Enfin, intervient la troisième scène qui clôt la pièce. Cette scène est, elle aussi, une réussite dramatique inégalable : Après une période de séparation et d’absence, une rencontre fortuite a eu lieu entre les deux amoureux, au détour d’une rue. Mais, c’est la rupture. La passante continua sa route, en méconnaissant son amant d’hier. « Laroussi » l’appela, de toute son énergie, voulant causer avec elle. Mais, elle s’en excuse, elle lui réplique qu’elle est pressée par une urgence : c’est une façon de lui dire qu’elle ne veut plus de lui ; et elle s’obstine dans son refus, et c’est ce qui confère au dialogue verbal et gestuel une haute tension dramatique. « Laroussi » tenta vainement de la retenir. Enfin, elle le quitte cruellement. C’est une scène très élaborée dramatiquement et théâtralement : les échanges des répliques, les tonalités tendues des voix, les gestes accomplis par « Laroussi » pour retenir à lui « Lalla Baya » et s’accrocher à un espoir ; et Elle qui s’obstine dans son refus, préférant la séparation à l’entente. Lui fait preuve de sincérité et elle manifeste sa cruauté. Mais, ce n’est pas la femme qui est connotée négativement. C’est plutôt l’impossibilité de l’entente entre deux personnes qui appartiennent à deux classes sociales différentes qui est manifestée, surtout, ici. Mais, le plus intéressant, c’est ce conflit qui est exploité par la pièce à des fins dramatiques. Aussi, s’en sert-elle pour rentabiliser sa littérarité et sa poéticité.

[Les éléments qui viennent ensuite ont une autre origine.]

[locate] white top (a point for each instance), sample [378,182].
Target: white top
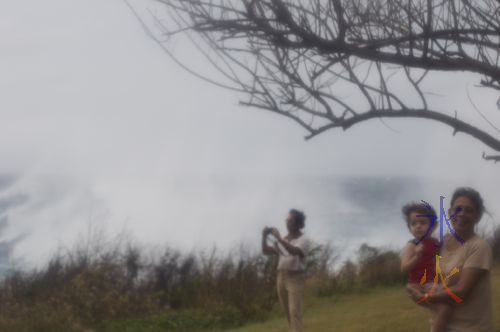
[288,262]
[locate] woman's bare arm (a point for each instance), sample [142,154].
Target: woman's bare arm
[468,278]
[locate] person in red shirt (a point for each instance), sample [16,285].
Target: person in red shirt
[419,257]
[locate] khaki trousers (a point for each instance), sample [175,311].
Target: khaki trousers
[290,285]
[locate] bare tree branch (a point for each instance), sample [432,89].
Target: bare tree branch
[332,64]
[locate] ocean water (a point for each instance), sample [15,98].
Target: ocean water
[38,214]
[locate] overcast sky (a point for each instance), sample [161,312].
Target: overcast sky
[98,123]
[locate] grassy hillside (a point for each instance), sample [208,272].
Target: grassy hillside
[378,310]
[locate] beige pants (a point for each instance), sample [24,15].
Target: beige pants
[290,285]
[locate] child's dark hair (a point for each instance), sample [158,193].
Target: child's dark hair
[471,194]
[299,217]
[419,208]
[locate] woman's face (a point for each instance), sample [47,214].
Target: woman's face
[464,221]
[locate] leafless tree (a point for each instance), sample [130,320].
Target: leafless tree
[334,63]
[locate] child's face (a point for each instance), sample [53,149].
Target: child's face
[418,225]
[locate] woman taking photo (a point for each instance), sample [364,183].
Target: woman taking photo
[292,251]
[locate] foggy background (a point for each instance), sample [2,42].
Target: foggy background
[99,127]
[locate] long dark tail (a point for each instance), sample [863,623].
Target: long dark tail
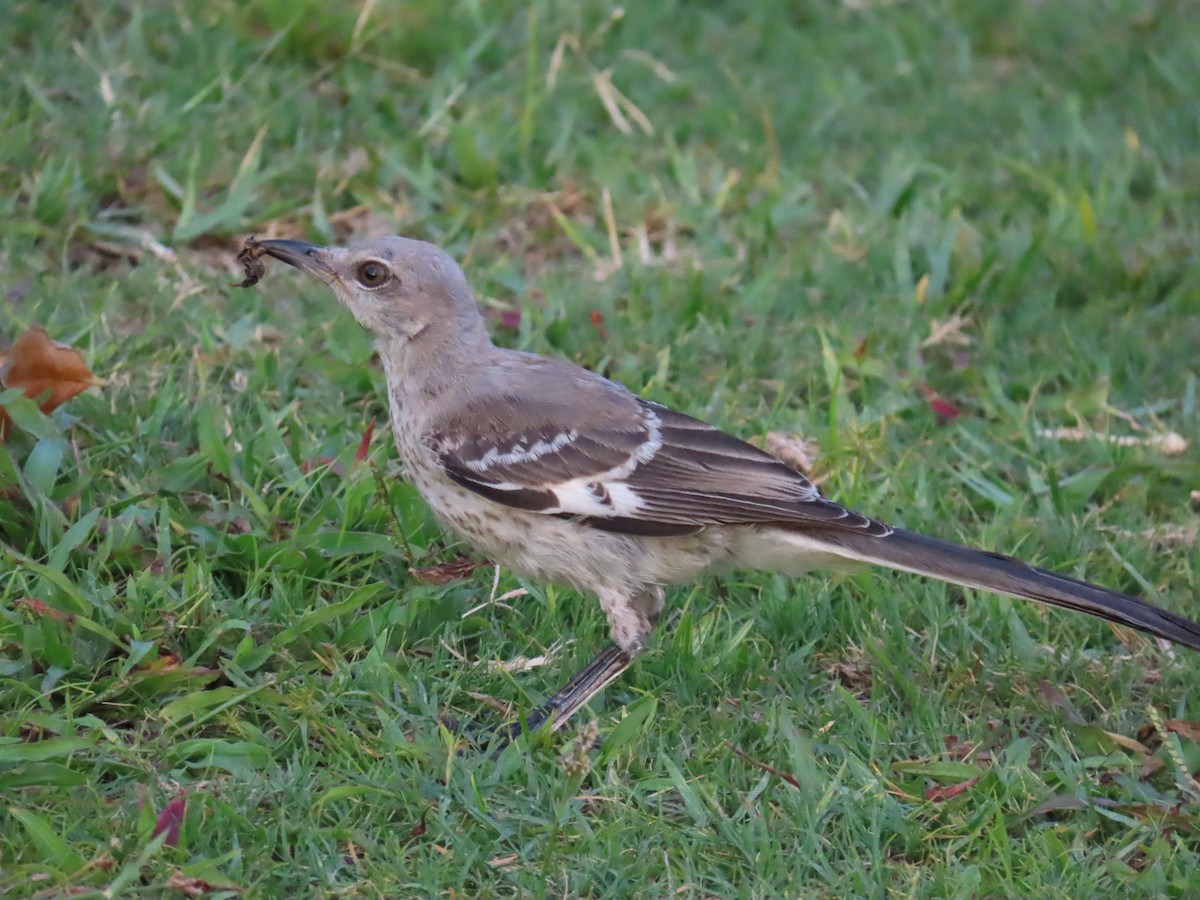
[941,559]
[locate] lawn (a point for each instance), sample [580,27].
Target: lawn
[953,244]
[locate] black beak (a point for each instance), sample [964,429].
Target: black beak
[309,257]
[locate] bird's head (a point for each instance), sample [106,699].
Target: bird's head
[396,287]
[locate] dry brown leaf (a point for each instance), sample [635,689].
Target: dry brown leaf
[792,450]
[40,366]
[948,331]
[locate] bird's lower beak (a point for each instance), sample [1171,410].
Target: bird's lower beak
[307,257]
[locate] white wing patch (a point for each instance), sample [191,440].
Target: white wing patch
[597,499]
[521,453]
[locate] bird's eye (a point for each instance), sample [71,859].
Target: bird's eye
[372,274]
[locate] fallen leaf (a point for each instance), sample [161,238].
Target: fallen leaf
[1188,731]
[945,792]
[948,331]
[445,573]
[169,820]
[360,455]
[942,408]
[196,887]
[40,366]
[759,763]
[792,450]
[40,607]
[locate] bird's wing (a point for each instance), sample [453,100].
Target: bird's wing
[594,453]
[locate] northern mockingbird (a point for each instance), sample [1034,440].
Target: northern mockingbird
[569,478]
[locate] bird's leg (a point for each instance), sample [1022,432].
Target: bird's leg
[604,669]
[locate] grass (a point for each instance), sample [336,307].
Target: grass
[801,196]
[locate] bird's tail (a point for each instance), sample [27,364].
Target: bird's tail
[941,559]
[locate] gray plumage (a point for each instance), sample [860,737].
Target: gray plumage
[569,478]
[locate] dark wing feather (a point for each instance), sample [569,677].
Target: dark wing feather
[592,451]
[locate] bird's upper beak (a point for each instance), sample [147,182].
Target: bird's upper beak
[307,257]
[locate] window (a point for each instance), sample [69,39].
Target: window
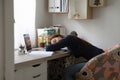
[24,14]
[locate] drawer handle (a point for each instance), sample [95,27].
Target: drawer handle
[36,65]
[36,76]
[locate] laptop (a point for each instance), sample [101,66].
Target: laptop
[28,44]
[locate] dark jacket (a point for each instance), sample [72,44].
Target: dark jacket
[77,47]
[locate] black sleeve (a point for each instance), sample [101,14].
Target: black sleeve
[61,44]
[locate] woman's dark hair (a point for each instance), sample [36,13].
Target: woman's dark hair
[57,35]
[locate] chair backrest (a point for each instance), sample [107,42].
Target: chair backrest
[105,66]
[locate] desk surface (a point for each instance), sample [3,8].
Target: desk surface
[37,56]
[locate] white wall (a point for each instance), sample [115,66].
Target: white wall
[102,30]
[1,41]
[9,39]
[43,18]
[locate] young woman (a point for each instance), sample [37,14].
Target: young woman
[77,47]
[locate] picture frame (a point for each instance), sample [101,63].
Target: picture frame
[97,3]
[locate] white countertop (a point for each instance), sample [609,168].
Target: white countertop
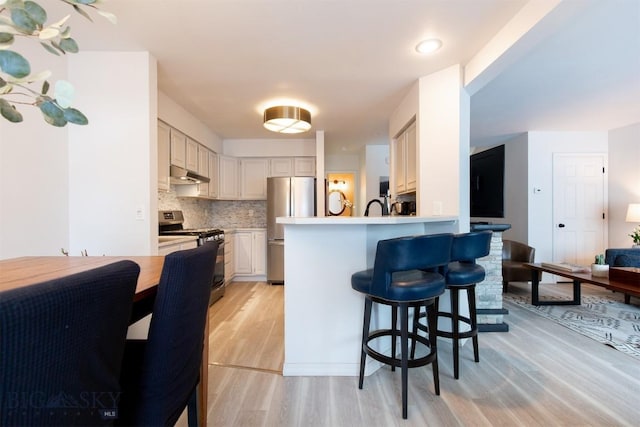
[363,220]
[172,240]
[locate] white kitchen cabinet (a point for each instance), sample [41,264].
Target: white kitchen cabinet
[203,169]
[253,178]
[178,148]
[243,252]
[214,172]
[405,153]
[250,252]
[228,184]
[191,156]
[164,149]
[281,166]
[304,166]
[259,252]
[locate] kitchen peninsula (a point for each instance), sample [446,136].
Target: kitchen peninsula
[322,313]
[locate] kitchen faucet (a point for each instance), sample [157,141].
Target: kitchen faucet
[385,210]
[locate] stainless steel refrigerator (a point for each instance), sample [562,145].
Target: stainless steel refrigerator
[286,196]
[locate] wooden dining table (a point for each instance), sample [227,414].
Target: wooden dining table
[25,271]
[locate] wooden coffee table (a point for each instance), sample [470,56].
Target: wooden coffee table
[629,287]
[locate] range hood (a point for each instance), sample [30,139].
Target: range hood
[183,176]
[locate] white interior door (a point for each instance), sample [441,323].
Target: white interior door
[579,207]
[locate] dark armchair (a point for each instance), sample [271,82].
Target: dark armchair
[514,256]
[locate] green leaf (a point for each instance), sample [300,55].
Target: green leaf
[57,46]
[82,12]
[53,114]
[69,45]
[9,112]
[23,21]
[76,117]
[6,38]
[50,49]
[64,93]
[37,13]
[14,64]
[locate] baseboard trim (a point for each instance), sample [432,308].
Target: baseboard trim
[485,311]
[493,327]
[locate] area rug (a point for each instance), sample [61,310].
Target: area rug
[604,320]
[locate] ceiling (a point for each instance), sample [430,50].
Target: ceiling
[352,61]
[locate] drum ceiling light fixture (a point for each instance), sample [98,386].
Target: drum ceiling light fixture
[287,119]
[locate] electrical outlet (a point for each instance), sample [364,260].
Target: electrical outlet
[437,208]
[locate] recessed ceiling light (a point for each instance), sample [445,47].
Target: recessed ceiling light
[428,46]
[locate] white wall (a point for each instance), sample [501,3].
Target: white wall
[33,173]
[113,161]
[624,182]
[542,146]
[376,164]
[269,147]
[174,114]
[443,148]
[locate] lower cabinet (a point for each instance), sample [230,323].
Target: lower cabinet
[250,254]
[229,262]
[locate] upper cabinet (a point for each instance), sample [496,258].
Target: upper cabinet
[231,178]
[203,168]
[178,149]
[304,166]
[253,178]
[404,156]
[164,143]
[281,166]
[292,166]
[191,161]
[214,175]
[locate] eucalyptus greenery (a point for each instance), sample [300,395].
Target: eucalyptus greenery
[19,18]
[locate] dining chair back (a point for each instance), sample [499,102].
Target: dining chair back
[160,374]
[61,347]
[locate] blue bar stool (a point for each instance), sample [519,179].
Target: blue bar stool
[398,279]
[463,273]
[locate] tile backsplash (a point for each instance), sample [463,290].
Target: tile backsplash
[223,214]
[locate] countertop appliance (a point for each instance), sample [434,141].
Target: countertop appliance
[170,223]
[286,196]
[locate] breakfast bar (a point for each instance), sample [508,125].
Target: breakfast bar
[322,313]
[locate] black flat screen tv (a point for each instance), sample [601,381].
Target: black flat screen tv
[487,183]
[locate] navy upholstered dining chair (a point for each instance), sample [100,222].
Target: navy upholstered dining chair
[160,374]
[61,347]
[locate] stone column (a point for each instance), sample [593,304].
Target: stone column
[489,292]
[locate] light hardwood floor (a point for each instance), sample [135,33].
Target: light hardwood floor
[537,374]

II- l’esthétique des mots et la poétique du geste

Cette pièce théâtrale use d’un vocabulaire qui appartient à la fois à la langue arabe littéraire, et au dialecte tunisien ; Mais, les deux registres sont très élaborés stylistiquement : les mots sont mobilisés pour produire un effet ; ils vont tout droit à l’affect pour l’affecter et le marquer. Ils portent en eux une énergie physique : c’est vraiment le « quand dire, c’est faire ». Les mots, soit du registre dialectal, soit du registre langagier arabe soutenu participent activement à produire un effet stylistique qui ne nous laisse pas indifférents : Ces mots sont surchargés connotativement de sorte qu’ils emportent notre adhésion et retiennent notre attention ; ils ne passent pas inaperçus si bien que l’on éprouve le besoin de les retenir, de les apprendre, de les conserver : des mots qui expriment merveilleusement l’énergie du corps et les douleurs que ressent l’affect, d’une façon inédite. Aussi, cette pièce pose-t-elle, en quelque sorte, la problématique et la thématique de l’expression : rendre aux mots leurs nouveautés, leur procurer un effet stylistique qui marque l’affect et porte l’énergie du corps et produit un effet sur le spectateur qui les entend. Le corps, l’affect, la douleur, l’injustice sont à la recherche d’un langage qui les sauve de ce qui est répété et de tout ce qui est déjà dit. L’expression ne se limite pas, ici, à la rhétorique verbale, elle est aussi une rhétorique gestuelle : tous les organes du corps élaborent l’esthétique et la poétique du dramatique : on le voit à travers les gestes expressifs qu’accomplissent les acteurs.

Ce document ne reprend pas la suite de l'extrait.